Reinhard Müller (FAZ) lobt die Entscheidung. Sie zeige "wie sehr die heutige Sicherheitsarchitektur ein Gegenentwurf zur staatlichen Willkür vergangener Zeiten ist". Die Rechtslage dürfe nur nicht zu komplex werden. Auch die Handlungsfähigkeit des Staates sei ein hohes Gut. Christian Rath (taz) glaubt, dass der Verfassungsschutz den Karlsruher Beschluss gut findet, weil er seine Informationen ohnehin nicht gerne mit anderen Behörden teilt, um seine Quellen nicht zu gefährden.
Rechtspolitik
Jumiko – Strafbefehl: Der rheinland-pfälzische Justizminister Herbert Mertin (FDP) hat der Justizministerkonferenz, die am 10. November tagt, eine Ausweitung des Strafbefehlsverfahrens vorgeschlagen. Künftig soll eine Verurteilung per Strafbefehl bei Bewährungsstrafen bis zu zwei Jahren möglich sein. Bisher lag die Obergrenze bei einem Jahr. Auch am Landgericht und bei Verbrechen sollen Strafbefehle möglich sein. Dies soll die Justiz und die Angeklagten entlasten. LTO (Hasso Suliak) schildert den Vorschlag und die Kritik von Anwaltsverbänden, SPD und Grünen.

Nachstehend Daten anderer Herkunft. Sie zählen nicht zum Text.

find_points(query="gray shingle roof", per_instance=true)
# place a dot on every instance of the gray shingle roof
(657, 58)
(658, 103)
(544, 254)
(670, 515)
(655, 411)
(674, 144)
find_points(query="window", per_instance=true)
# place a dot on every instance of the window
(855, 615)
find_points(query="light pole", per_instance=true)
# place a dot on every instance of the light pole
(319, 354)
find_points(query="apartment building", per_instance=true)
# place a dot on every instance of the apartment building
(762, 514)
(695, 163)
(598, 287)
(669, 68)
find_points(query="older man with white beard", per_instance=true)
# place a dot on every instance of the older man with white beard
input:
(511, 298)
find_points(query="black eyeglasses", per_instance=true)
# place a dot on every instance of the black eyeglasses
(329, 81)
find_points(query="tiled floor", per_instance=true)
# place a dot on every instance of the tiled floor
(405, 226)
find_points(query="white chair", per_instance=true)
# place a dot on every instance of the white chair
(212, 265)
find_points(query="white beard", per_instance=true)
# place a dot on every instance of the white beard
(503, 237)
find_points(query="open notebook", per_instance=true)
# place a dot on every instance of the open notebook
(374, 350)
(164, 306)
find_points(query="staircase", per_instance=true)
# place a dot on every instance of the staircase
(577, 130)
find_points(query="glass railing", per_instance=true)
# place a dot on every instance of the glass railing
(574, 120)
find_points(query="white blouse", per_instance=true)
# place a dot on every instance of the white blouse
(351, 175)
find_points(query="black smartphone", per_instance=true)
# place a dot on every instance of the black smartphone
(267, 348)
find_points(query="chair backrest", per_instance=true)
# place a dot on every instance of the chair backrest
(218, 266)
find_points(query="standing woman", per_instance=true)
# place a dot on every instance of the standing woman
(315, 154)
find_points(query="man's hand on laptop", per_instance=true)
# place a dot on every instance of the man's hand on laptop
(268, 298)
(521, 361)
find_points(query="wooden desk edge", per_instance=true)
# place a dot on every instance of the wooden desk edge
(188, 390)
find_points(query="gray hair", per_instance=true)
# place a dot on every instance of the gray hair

Jumiko – Kinderpornografie: Nun berichtet auch die Welt (Frederik Schindler) über den Antrag von Brandenburgs Justizministerin Susanne Hoffmann (CDU), die generelle Verbrechens-Einstufung des Besitzes und der Verbreitung von Kinderpornografie wieder rückgängig zu machen. In den meisten Bundesländern stoße die Beschlussvorlage auf Zustimmung.
Die SZ meldet, dass auch der Deutsche Richterbund Korrekturen fordert.
Kindesmissbrauch: netzpolitik.org (Sebastian Meineck) schildert die Diskussion der EU-Staaten über den Vorschlag der EU-Kommission für eine Verordnung zur Bekämpfung von Kindesmissbrauch, die bisher vor allem wegen der umstrittenen Chatkontrolle bekannt wurde. Geplant sind aber auch Regeln zu Netzsperren und zum Ausschluss bestimmter Seiten aus den Trefferlisten von Suchmaschinen, die vorgestellt werden.
§ 218 StGB: Ab November soll eine im Ampel-Koalitionsvertrag vorgesehene Kommission über "Regulierungen für den Schwangerschaftsabbruch außerhalb des Strafgesetzbuches" beraten. Die taz (Dinah Riese) stellt aus diesem Anlass die entsprechenden Regelungen in Kanada, Nepal und Irland vor.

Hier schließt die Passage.